За десять дней выходных можно было слетать в полноценный отпуск, но она не нашла сил выбрать направление поездки и купить билеты. Не привлекала ни притягательная своей близостью Европа, ни полные тепла и солнца моря и океаны, ни — на худой конец — один из пафосных релакс-отелей в Подмосковье.
Когда Дима, уезжавший к родителям на все свободные дни, чтобы, как он сам сказал, на год вперед наесться шашлыков и належаться в гамаке, полюбопытствовал у Лары о ее планах на ближайшую выходную неделю, то был очень удивлен, что отдыхать она не собирается, — в Москве не отправиться на длинных майских, если не за границу, то хотя бы в Питер или к родне на природу, не стремились единицы. Лара пожала плечами, не объясняя своих мотивов. В начале мая у нее давно с настроением не ладилось.
Седьмого числа был ее день рождения, но любые светлые чувства, игристое предвкушение сюрприза и веселья затерялись в прошлом. Только в памяти с реальностью каждый раз диссонировали то ли сохранившиеся из детства ожидания, то ли недовольство собственной несуразностью — ведь ощущение неправильности никуда не исчезало. Лару знала, что упускает, что бывает по-другому, и все десятилетиями идет не так, как должно. В этом и была беда: ей было с чем сравнить.
После гибели отца мать прекратила отмечать дни рождения, как и любые знаменательные события. Поначалу, случалось, родственники заходили в гости без приглашения, но вскорости завязали с визитами, наверняка заметив, что праздником в квартире Белых каждый раз и не пахло.
Из года в год Лара улавливала в себе растерянность перед этим днем. В школе — когда одноклассники интересовались, позовет ли она их к себе и что ей подарили дома; в университете — слушая, как одногруппницы во всю планируют торжества в свою же честь; на работе — принимая от коллег в подарок огромный букет и одновременно с тем понимая, что все полученные ею за жизнь цветы — дань формальной вежливости и она совершенно не знает, каково получить букет по другому поводу, потому что искренне, от сердца, из любви ей дарили букеты полевых цветов и только в раннем детстве: чаще всего — отец, иногда — дедушка, которого Лара запомнила плохо.

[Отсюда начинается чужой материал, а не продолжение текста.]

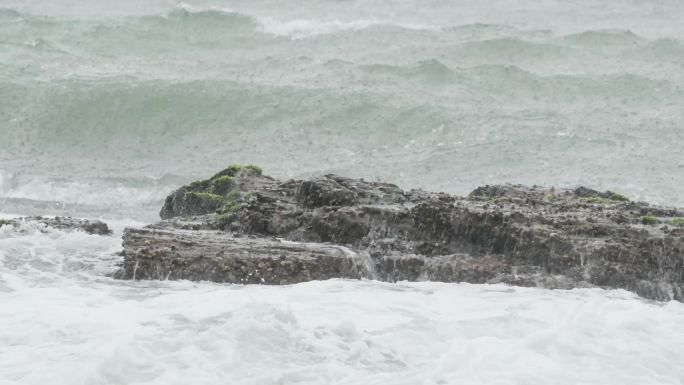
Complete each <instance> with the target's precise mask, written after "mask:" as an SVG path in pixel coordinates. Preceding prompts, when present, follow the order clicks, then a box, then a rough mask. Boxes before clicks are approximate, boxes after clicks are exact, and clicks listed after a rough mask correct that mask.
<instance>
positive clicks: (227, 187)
mask: <svg viewBox="0 0 684 385" xmlns="http://www.w3.org/2000/svg"><path fill="white" fill-rule="evenodd" d="M210 182H211V191H212V192H213V193H214V194H220V195H223V194H227V193H228V192H229V191H230V189H231V188H232V187H233V177H232V176H229V175H221V176H219V177H216V178H213V179H211V181H210Z"/></svg>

В ее дне рождении не осталось ничего приятного, одна горечь утраченной, утекшей сквозь время стороны жизни. И бессилие. Потому что нельзя ничего изменить, нельзя избавиться от рождавшихся вне всякой объективности разочарования и обиды. Проще было игнорировать: праздник и вызванные им переживания.
Лене эти соображения, даже в сжатом и приглаженном на предмет нормальности виде, не нравились. Ежегодно она предпринимала попытки Лару куда-нибудь вытащить; в университете, когда они еще жили вместе в общежитии, даже девчонок своих приглашала, пока не убедилась, что в компании малознакомых людей Лара расслабляться и не подумает. За последние несколько лет свой энтузиазм она поумерила, но никогда не позволяла Ларе проводить день рождения в одиночестве.
В полдень заявившаяся на порог ее квартиры Лена, вручив и бутылку с шампанским, и коробочку с подарком, прошла на кухню, поставила на стеклянный круглый стол любимый торт Лары и, улыбаясь, подразнила:
— Все-таки стоило и твоего Диму пригласить. Он три недели тебя сторожил. Заслужил почетное место за столом.
В ответ Лара показательно закатила глаза. Она в очередной раз пожалела, что рассказала и про Диму и про его помощь, надеясь так успокоить подругу, которая, едва во всех красках узнав от Дениса ситуацию с угрозами, вознамерилась контролировать каждый ее шаг. Тогда Лена действительно успокоилась и прекратила звонить с периодичностью в полчаса; правда, заодно прониклась к незнакомому ей Диме восторженной симпатией. По большей части восхищение было молчаливым, но иногда прорывались фразы и намеки — явные надежды Лены на счастливую историю любви.